WORTHINGTON - School has been in session for nearly a month already! As a mother of four with three school-aged children, I am just now finally coming to grips with this harsh reality: summer has ended. The sun-kissed mornings of kids crawling out of bed around 9 a.m. and bicycling in their PJs until noon are long over. The evening kickball games and bonfires on our farm have come to an abrupt end. They have been replaced with sporting events, homework and bedtime routines. Although the back-to-school season brings mixed feelings in our home, the shiny new backpacks brimming with school supplies always seem to find their way to our doorstep accompanied by a few nervous smiles, of course. And slowly but surely, that 7:15 school bus horn starts to grow on me.
Routine is healthy and brings a sense of structure that helps us organize our thoughts and makes us feel like we have it all together. As Christian parents it is our duty to construct and maintain effective routines for our children. A question we might ask ourselves as we’re rushing in and out the door is “Who is leading whom?”
Either we will train our children to be self-controlled or we will train them to be demanding and self-centered. We can ask a different set of questions to help us see this more clearly. Is the child setting the schedule and demanding things go his own way? Or is the parent, (appointed by God) leading the child, setting the daily routine?
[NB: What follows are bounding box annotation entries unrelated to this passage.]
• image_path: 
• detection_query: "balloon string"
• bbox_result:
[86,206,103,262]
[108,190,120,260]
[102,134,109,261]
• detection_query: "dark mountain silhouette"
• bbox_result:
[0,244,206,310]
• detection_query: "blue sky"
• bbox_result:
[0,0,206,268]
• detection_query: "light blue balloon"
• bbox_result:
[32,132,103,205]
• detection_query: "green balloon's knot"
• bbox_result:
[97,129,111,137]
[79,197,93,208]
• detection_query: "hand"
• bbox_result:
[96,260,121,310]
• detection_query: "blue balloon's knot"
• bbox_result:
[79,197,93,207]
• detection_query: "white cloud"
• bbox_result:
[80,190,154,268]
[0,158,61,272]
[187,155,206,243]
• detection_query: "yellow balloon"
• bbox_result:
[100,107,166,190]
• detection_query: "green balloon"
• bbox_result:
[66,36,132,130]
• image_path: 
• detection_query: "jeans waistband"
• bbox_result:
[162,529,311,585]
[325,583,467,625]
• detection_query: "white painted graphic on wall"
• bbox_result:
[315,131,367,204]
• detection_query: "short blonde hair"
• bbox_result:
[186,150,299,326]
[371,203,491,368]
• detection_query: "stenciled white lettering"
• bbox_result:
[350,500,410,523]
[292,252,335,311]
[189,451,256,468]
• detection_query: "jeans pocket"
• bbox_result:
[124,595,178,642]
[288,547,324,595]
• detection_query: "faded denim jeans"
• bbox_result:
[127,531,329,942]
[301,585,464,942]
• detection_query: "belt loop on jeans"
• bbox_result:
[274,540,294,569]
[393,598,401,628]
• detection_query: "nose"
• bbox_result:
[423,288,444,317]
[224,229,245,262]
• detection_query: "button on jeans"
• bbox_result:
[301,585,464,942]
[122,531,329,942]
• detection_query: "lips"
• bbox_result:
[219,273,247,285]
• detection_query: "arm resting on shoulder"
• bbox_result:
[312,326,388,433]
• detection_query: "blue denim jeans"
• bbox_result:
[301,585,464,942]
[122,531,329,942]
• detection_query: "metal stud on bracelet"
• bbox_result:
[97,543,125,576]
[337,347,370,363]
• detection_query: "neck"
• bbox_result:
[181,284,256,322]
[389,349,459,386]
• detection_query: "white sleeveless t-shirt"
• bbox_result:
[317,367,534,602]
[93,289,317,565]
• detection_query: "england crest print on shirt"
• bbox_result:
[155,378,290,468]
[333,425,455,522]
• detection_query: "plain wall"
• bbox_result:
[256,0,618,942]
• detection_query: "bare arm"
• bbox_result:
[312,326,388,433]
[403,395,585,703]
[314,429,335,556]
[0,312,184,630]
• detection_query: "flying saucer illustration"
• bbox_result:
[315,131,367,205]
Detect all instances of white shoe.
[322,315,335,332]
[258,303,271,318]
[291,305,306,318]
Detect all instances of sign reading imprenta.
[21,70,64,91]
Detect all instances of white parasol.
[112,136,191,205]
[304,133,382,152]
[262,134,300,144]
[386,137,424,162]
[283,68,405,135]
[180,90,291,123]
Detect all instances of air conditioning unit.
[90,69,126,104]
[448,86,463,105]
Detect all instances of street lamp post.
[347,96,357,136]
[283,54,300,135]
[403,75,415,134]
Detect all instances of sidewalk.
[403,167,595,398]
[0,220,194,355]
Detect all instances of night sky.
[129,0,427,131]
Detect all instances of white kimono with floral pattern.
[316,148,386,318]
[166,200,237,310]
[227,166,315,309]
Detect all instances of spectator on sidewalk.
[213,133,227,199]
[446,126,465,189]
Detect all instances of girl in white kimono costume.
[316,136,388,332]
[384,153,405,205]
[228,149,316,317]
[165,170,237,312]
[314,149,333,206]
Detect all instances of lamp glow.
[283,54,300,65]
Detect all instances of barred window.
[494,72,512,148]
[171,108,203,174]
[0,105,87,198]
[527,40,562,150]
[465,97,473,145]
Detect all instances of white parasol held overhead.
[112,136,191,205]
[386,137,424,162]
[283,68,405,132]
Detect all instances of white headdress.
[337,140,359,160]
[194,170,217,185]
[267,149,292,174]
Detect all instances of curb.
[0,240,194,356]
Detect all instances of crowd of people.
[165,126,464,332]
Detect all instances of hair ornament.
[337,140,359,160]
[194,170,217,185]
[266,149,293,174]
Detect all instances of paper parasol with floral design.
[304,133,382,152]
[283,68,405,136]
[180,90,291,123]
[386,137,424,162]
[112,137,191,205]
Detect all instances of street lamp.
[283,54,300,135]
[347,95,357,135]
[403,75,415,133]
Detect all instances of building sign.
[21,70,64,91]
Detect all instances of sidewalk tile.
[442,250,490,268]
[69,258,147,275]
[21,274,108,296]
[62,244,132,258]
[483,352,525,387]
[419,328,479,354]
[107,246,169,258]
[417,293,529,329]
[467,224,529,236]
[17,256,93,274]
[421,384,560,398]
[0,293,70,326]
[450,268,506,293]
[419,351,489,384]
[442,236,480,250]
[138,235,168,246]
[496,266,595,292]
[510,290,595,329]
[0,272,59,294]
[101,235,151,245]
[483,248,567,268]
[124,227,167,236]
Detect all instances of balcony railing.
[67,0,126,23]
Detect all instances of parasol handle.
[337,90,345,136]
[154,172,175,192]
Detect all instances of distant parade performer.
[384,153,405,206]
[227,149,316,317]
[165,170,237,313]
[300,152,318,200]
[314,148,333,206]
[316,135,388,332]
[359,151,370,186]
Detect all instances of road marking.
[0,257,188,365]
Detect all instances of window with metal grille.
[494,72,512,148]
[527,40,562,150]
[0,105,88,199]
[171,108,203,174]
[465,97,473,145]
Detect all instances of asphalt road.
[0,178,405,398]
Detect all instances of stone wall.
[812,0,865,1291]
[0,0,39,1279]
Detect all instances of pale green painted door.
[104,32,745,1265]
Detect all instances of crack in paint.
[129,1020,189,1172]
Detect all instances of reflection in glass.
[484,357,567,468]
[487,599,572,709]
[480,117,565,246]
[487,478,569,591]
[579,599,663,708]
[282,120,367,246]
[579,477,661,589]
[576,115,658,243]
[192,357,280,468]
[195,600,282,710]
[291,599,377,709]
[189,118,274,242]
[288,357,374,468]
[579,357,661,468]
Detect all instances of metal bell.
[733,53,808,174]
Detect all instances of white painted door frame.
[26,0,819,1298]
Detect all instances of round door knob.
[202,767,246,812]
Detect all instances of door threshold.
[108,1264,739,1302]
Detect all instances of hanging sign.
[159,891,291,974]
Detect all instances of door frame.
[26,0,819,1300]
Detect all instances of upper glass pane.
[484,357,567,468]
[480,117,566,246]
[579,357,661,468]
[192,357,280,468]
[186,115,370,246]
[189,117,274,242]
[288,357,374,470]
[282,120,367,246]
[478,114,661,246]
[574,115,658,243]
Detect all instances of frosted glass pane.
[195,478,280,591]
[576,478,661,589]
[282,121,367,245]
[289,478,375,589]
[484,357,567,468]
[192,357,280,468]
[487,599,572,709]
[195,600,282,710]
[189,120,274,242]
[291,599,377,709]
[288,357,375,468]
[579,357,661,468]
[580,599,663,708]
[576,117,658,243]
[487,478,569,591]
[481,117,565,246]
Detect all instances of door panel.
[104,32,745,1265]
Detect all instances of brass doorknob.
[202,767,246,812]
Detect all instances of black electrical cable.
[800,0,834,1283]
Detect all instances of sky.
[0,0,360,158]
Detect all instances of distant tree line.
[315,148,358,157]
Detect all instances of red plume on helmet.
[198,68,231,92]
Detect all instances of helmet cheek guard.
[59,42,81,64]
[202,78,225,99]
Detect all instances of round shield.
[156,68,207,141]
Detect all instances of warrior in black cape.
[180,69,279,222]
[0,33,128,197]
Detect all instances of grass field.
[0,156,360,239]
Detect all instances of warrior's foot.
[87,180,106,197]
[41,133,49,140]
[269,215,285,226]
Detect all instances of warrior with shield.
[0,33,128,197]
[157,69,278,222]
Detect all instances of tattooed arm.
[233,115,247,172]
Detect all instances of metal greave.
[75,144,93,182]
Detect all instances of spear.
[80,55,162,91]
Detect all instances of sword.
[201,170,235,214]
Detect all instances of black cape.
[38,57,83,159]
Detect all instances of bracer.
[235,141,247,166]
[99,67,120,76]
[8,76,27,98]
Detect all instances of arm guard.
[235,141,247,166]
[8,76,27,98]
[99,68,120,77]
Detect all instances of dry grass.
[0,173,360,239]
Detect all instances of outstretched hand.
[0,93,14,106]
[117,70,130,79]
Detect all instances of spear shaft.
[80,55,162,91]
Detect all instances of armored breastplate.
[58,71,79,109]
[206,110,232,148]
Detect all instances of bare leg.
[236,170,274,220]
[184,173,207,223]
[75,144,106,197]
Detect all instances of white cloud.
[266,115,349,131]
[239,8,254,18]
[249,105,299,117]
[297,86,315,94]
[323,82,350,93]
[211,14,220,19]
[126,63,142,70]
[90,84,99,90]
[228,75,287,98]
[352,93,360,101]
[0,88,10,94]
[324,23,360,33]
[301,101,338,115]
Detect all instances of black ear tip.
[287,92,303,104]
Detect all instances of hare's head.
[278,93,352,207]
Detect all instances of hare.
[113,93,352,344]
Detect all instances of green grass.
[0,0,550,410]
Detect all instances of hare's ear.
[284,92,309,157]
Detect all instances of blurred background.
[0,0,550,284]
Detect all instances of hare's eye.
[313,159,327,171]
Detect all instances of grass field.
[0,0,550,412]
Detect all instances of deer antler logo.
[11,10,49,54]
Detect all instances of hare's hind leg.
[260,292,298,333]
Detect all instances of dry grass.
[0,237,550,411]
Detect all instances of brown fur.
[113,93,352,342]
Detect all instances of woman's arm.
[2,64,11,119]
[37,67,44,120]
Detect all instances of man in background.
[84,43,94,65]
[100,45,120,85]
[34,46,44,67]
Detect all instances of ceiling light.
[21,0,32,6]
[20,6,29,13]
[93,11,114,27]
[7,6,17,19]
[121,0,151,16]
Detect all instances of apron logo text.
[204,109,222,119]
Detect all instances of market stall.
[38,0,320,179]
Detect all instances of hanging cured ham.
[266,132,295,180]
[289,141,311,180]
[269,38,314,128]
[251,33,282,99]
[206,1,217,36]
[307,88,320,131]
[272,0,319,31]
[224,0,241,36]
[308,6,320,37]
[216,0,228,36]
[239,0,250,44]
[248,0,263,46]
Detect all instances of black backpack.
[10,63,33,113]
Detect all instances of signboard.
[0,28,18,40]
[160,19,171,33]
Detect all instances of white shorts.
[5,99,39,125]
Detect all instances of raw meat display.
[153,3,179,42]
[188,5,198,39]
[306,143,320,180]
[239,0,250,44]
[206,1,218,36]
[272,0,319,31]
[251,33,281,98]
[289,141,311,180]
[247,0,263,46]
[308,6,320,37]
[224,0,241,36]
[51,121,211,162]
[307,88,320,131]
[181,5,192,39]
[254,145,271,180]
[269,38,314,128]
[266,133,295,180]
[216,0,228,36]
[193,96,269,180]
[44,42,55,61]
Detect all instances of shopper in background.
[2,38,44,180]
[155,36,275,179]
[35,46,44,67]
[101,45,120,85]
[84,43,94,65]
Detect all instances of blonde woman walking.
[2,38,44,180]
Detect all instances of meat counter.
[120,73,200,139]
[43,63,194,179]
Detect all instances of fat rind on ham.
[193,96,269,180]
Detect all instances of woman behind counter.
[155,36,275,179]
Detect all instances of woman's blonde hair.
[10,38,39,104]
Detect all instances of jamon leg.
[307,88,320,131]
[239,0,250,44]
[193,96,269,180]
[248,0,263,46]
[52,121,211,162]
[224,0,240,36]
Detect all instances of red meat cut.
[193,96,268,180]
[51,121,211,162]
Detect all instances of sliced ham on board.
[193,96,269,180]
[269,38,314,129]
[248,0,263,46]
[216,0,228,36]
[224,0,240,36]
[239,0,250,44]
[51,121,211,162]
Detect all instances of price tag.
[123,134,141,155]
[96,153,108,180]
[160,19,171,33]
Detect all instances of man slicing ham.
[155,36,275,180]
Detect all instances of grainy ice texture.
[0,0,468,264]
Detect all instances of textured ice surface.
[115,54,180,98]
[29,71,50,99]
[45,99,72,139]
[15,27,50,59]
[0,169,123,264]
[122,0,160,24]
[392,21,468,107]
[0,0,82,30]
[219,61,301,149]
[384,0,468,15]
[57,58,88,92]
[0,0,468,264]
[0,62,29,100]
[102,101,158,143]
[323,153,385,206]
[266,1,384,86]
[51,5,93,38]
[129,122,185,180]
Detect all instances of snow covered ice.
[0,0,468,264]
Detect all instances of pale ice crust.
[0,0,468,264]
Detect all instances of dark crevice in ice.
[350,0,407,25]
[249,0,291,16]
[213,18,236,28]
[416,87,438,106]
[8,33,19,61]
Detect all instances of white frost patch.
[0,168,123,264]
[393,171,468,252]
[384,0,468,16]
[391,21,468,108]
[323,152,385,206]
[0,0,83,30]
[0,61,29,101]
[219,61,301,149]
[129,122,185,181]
In order to effectively develop self-control in our children, we need to set up good routines and develop a flexible schedule. Taking the time and initiative to train them to comply with routines can be challenging. As a mom, I am good at being in “I’ll just do it myself” mode when it comes to household chores and family obligations. However, the repetition of routines for our children goes a long way toward building their confidence, experience and acceptance of what needs to be done in life. The very patterns that they are familiar with today will become the same patterns that they will naturally adopt for their own, as they get older.
At Worthington Christian School, students are trained in biblical principles and encouraged to incorporate such ideas into their daily routines. Proverbs 22:6 offers wise instruction for school administrators, teachers and parents alike: “Train up a child in the way he should go, and when he is old he will not depart from it.” WCS students, staff and parents shared this message at Saturday’s King Turkey Day Parade in Worthington and celebrated their first-place entry. Training up children in the way they should go certainly has its ups and downs, but God’s will for their lives is accomplished through our love as parents. Developing healthy routines and flexible schedules is just one of many ways we can demonstrate that love.